For 14 days, a group of scientists traveled on this ship called the Searcher to explore and study the marine life of Papahanaumokuakea, also known as the Northwestern Hawaiian Islands.
"What we found was a tremendous density of opihi and the morphological shape shell shape and color became different as we moved up the archipelago," said Chris Bird, a University of Hawaii Marine Biologist.
Bird and a team of researchers have been studying Opihi for three years by making visits to the isolated Northwestern Hawaiian Islands.
"What we can do is get an idea of what these populations look like minus the impact of human harvesting and that can give us a better idea of what our targets should be in terms of conservation and sustainable fisheries on the main islands," said Bird.
According to Bird, Oahu has 50 times less opihi compared to Papahanaumokuakea.

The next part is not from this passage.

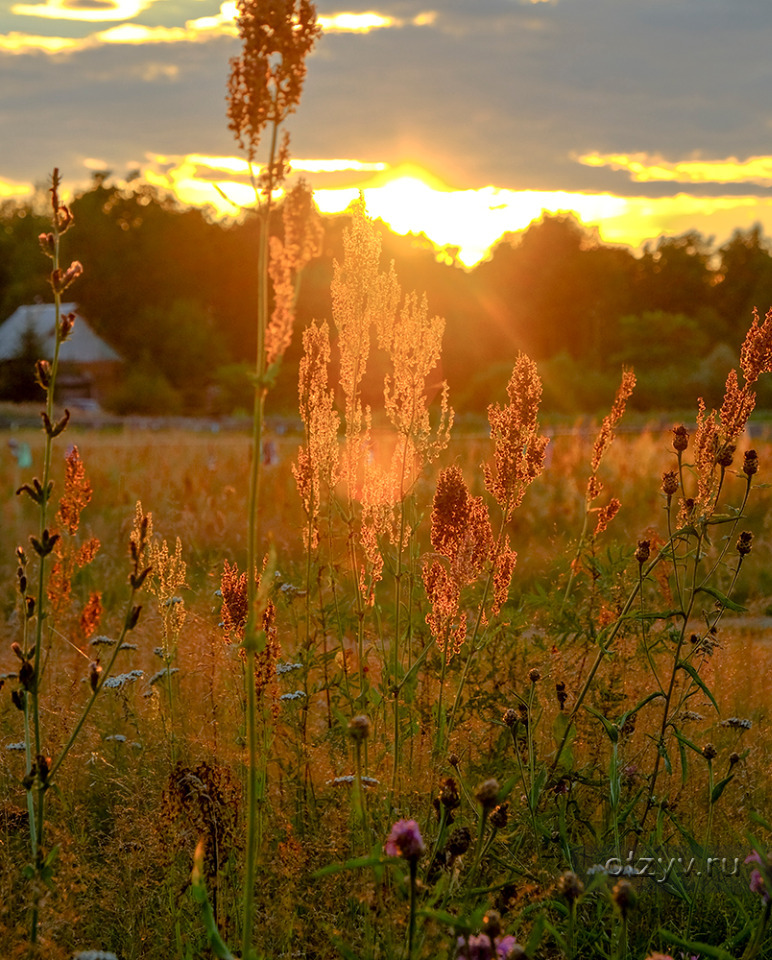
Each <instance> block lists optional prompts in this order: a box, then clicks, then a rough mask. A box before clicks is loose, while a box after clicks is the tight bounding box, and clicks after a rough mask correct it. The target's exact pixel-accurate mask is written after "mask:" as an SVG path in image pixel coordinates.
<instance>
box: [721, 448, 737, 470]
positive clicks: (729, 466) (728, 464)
mask: <svg viewBox="0 0 772 960" xmlns="http://www.w3.org/2000/svg"><path fill="white" fill-rule="evenodd" d="M736 449H737V447H736V446H735V444H733V443H725V444H724V446H723V447H722V448H721V449H720V450H719V452H718V455H717V456H716V463H717V464H718V465H719V466H720V467H731V466H732V461H733V460H734V452H735V450H736Z"/></svg>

That's a concern for some community members.
"Having a lot of opihi at your luau is hard on the resources right now especially since it's a scarce commodity," said Kehaunani Springer, a member of Bird's monitoring team.
These explorers aren't saying not to eat it, they're simply asking for moderation and to avoid waste.
"For us to make it a sustainable resource for us as a culture just have it at the dinner table," said Brian Villiarimo, a member of Bird's monitoring team.
According to Bird, there's only 10 percent of the amount of opihi that existed more than 100 years ago on Oahu.